Meski Telah Tangani 40 Ribu Pasien, Dokter Terawan Dipecat Karena Metode 'Cuci Otak'

1. Metode 'cuci otak' yang dipermasalahkan

Melansir dari Warta Kota metode yang diterapkan oleh dokter Terawan bagi penderita stroke ini menjadi masalah dan membuat IDI memecatnya.

Masalah tersebut pun berlarut-larut karena Kepala RSPAD dan anggota tim dokter Presiden enggan menanggapi undangan pemeriksaan terhadap praktik 'cuci otak' itu ke rekan sejawatnya di IDI.

IDI menilai dokter Terawan tidak terbuka dan selalu tak mau memberikan penjelasan di forum ilmiah kepada sesama sejawat kedokteran.

Padahal ada kecemasan akan keamanan dan risiko terapi tersebut untuk pasien.

Namun, dokter Terawan menjelaskan metode 'cuci otak' secara ringkas.

Yang sebenarnya adalah memasukkan kateter ke dalam pembuluh darah melalui pangkal paha penderita stroke.

Hal ini dilakukan untuk melihat apakah ada penyumbatan pembuluh dari di area otak.

Penyumbatan dapat mengakibatkan aliran darah ke otak bisa macet.

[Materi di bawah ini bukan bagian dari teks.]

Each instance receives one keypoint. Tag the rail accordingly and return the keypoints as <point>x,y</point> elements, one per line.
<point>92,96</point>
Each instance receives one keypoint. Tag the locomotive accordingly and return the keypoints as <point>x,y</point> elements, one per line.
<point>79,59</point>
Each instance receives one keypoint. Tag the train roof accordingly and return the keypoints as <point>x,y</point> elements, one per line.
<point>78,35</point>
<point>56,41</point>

Jika ini terjadi, saraf tubuh tidak bisa bekerja dengan baik.

Kondisi inilah yang terjadi pada pasien stroke.

Sumbatan itu lewat metode DSA dibersihkan sehingga pembuluhh darah kembali bersih dan aliran darah pun embali normal.

Ada cara lain, yaitu memasukkan cairan Heparin yang bisa memberi pengaruh pada pembuluh darah.

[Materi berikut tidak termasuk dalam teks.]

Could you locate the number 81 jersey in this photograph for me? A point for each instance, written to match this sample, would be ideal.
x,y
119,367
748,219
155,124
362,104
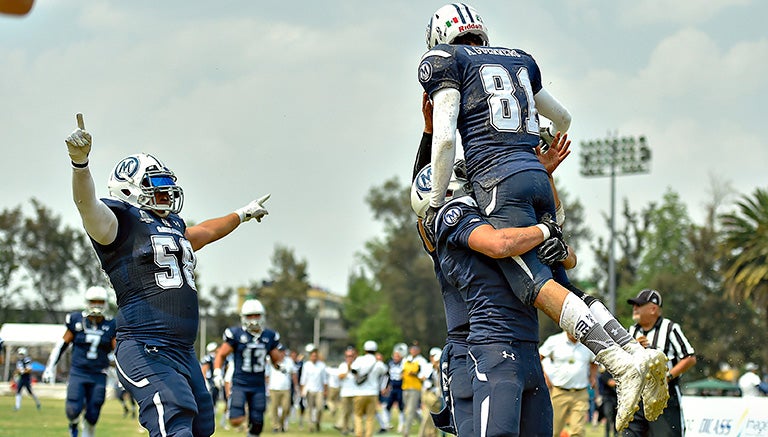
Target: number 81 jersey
x,y
250,353
497,119
151,267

Cairan itu juga menimbulkan efek anti pembekuan darah di pembuluh darah.

"Ada banyak pasien yang merasa sembuh atau diringankan oleh terapi 'cuci otak'" jelas dokter Terawan.

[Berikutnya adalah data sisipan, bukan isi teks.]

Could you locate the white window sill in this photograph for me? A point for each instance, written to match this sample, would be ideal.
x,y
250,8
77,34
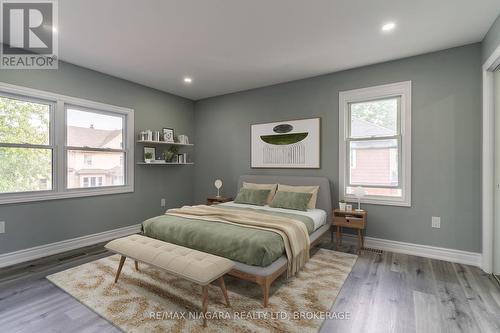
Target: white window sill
x,y
400,202
76,193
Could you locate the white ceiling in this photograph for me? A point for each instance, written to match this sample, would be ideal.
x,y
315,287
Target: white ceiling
x,y
232,45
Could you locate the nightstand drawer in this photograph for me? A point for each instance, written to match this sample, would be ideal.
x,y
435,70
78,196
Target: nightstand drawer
x,y
349,221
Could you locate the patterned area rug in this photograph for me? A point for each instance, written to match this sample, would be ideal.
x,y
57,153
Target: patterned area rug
x,y
151,300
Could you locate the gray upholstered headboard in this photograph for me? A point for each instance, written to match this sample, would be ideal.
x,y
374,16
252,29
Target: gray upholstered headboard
x,y
324,195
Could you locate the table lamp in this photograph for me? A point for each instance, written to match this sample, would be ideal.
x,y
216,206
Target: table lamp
x,y
218,186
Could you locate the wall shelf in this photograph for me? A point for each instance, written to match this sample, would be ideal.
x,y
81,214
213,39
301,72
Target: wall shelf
x,y
165,143
169,163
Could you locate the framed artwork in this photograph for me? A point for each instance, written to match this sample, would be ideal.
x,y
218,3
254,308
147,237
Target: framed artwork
x,y
151,150
286,144
168,134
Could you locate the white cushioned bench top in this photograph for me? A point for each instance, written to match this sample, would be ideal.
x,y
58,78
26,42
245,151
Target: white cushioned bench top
x,y
196,266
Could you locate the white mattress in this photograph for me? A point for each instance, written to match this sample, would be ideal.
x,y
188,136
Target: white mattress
x,y
317,215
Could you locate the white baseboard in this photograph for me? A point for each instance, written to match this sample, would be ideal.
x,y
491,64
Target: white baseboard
x,y
441,253
12,258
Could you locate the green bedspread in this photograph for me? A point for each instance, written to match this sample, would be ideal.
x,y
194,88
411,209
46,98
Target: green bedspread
x,y
240,243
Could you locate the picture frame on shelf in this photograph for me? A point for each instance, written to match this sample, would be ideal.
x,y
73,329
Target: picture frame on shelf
x,y
168,135
183,139
150,150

Setelah menerapkan metode DSA inilah, nama dokter Terawan dan RSPAD menjadi melambung.

Banyak pasien yang datang berobat dan Terawan sampai menyediakan dua lantai ruangan di RSPAD khusus untuk menangani pasien stroke.

Bahkan cukup banyak tokoh yang sudah mencoba metode DSA ini.

Seperti contohnya Wapres Try Sutrisno, mantan kepala BIN Hendropriyono, tokoh pers Dahlan Iskan, dan juga istri sejumah figur publik lainnya.

Namun, metode ini mendapatkan penolakan paling keras dari Prof DR dr Hasan Machfoed, ketua Persatuan Dokter Saraf Seluruh Indonesia (Perdossi).

Ia menilai ada yang salah kaprah dari menerapkan metode ini.